Поразительная уверенность! Неужели он и вправду верит, что прогнать страх легко?
– Вы же человек, а не волшебник.
– Я господин.
– Ну вот опять. На все один и тот же ответ, – поддразнила Эмили. Голос, однако, прозвучал не так легко и беззаботно, как хотелось бы.
– Ответ действительно годится на все случаи жизни. Никаких сомнений, никаких вопросов. Абсолютная, нерушимая уверенность в собственных силах.
А может быть, вождь прав? Вдруг искренний рассказ облегчит давнюю мучительную боль? Ведь она ни разу в жизни никому не рассказывала, почему так боится воды. Даже Абигайл не знала, как родился леденящий душу страх.

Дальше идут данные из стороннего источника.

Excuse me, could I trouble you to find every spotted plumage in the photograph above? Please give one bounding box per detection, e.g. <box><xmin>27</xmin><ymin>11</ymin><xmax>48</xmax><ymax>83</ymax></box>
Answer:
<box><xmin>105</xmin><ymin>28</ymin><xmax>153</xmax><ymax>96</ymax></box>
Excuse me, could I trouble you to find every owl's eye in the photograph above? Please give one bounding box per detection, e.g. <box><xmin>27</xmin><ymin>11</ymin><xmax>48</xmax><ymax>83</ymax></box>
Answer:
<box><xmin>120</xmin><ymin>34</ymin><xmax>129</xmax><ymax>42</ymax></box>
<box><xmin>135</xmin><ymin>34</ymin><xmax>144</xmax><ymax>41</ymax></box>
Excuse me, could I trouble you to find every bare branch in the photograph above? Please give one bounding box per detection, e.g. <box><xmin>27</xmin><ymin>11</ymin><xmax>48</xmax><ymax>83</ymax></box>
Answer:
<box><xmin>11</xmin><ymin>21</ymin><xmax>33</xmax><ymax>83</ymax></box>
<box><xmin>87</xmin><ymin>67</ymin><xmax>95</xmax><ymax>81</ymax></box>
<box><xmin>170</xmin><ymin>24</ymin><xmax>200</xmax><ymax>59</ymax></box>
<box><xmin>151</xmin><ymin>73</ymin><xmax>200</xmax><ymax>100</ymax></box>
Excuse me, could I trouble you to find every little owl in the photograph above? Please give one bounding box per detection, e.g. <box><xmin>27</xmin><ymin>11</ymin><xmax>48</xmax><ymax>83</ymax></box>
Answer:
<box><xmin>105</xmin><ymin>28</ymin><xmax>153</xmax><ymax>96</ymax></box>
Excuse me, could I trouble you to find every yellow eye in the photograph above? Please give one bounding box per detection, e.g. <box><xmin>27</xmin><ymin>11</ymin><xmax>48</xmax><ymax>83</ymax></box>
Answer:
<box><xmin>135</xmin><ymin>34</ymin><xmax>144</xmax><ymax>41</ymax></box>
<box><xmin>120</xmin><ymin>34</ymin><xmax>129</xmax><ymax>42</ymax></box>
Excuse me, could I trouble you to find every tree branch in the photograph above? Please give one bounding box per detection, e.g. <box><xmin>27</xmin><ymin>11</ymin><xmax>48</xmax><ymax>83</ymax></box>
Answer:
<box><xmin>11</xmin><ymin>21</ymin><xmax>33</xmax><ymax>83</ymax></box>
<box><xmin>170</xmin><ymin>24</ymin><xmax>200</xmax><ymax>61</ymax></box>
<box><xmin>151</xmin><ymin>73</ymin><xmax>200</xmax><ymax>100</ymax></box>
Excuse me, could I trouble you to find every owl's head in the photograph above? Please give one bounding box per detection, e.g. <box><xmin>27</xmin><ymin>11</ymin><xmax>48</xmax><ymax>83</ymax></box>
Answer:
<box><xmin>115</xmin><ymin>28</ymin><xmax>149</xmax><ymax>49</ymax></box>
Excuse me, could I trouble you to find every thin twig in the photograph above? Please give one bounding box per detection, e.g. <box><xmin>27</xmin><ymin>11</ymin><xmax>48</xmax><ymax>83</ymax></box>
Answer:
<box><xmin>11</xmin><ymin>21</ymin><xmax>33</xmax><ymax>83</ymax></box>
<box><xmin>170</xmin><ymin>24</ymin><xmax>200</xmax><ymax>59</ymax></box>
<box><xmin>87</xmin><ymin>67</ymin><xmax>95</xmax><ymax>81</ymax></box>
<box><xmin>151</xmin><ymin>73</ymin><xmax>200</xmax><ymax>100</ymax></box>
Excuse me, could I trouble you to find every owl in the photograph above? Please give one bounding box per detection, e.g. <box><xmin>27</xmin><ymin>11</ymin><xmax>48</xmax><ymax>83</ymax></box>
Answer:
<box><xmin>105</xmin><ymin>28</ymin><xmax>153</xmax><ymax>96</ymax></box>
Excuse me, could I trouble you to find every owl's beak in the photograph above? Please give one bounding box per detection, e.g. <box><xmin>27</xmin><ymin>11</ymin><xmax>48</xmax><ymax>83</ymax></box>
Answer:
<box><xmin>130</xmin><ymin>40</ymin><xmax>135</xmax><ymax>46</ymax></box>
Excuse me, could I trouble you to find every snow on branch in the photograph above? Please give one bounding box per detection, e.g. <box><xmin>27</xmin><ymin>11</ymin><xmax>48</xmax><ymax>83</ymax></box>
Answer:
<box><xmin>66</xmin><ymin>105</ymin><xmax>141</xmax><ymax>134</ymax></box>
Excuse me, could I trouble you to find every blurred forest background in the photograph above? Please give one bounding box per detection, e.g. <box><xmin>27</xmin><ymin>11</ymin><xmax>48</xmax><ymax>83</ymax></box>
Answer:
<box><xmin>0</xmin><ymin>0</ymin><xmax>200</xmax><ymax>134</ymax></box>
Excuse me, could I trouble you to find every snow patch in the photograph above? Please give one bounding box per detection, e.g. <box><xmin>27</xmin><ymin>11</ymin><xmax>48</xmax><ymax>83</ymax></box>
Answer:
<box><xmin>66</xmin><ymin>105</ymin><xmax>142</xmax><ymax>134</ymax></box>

– Матушка умерла в родах. Младенец, мальчик, тоже умер. – Воспоминания заполняли душу, теснились, обгоняли друг друга. Эмили невольно прижалась к Лахлану в поисках тепла и защиты. – До этого несчастья отец обожал меня и называл драгоценной доченькой. Был добрым и ласковым, часто улыбался. Он очень любил маму. После ее смерти безмерно горевал. А нежность ко мне обернулась ненавистью. Оказалось, что в безвременной кончине виновата лишь я: родилась девочкой, и потому маме пришлось рожать еще одного ребенка – сына и наследника. В первый месяц отец едва не спился – днем и ночью пытался утопить горе в вине. – Эмили до сих пор помнила неприятный терпкий запах – им пропитались и дыхание отца, и вся его одежда. А сама она в то время была всего лишь маленькой, одинокой и испуганной девочкой. – Однажды я пришла к нему поздно вечером. Хотела утешить и утешиться. Мечтала, чтобы он обнял меня и снова, как бывало, назвал своим сокровищем. Но все оказалось иначе: отец отверг утешение и даже не захотел прикоснуться. Начал кричать и обвинять. Твердил, что я пустое, бесполезное создание. Говорил, что, когда животное производит на свет ненужное потомство, весь помет топят. А раз от меня все равно нет никакого толку, то и меня надо было утопить сразу после рождения. – Ее голос сорвался. Прежде чем продолжить, Эмили пришлось немного помолчать, чтобы восстановить дыхание. – Потом отец с трудом поднялся на ноги и грубо схватил меня за шиворот. Потащил, как мешок с мукой, и зачем-то постоянно бил в живот. Было очень больно. Я плакала и умоляла отпустить, но он словно ничего и не слышал. Продолжал невнятно бормотать – кажется, о том, что бесполезных щенков непременно следует топить. Вынес меня за порог дома и потащил к маленькому пруду за домом. Вода была совершенно черной и очень страшной. Я принялась отчаянно кричать и даже визжать, но никто не пришел на помощь. А отец зарычал, как раненый зверь, и швырнул меня в пруд.
Рассказывая, Эмили внезапно и остро ощутила тот давний ужас, словно вновь неумолимо сомкнулась над головой тяжелая черная вода и почти остановилось дыхание. Тогда она пыталась барахтаться, но стало еще хуже – ведь плавать ее не научили. Голова поднялась над водой лишь один-единственный раз. Смерть подошла совсем близко… но в это мгновение сильная рука отца подхватила и вытащила ее из холодной воды в ледяной ночной мрак. Она отчаянно закашлялась. От воды, кашля и рыданий едва не задохнулась. Отец прижал Эмили к груди. Начал обнимать, растирать, бормотать жалкие и ненужные слова раскаяния. Бережно и заботливо понес в дом. Всю дорогу качал, словно младенца. Но ей хотелось лишь одного: вырваться на свободу и убежать как можно дальше от этого страшного, пусть и родного, человека.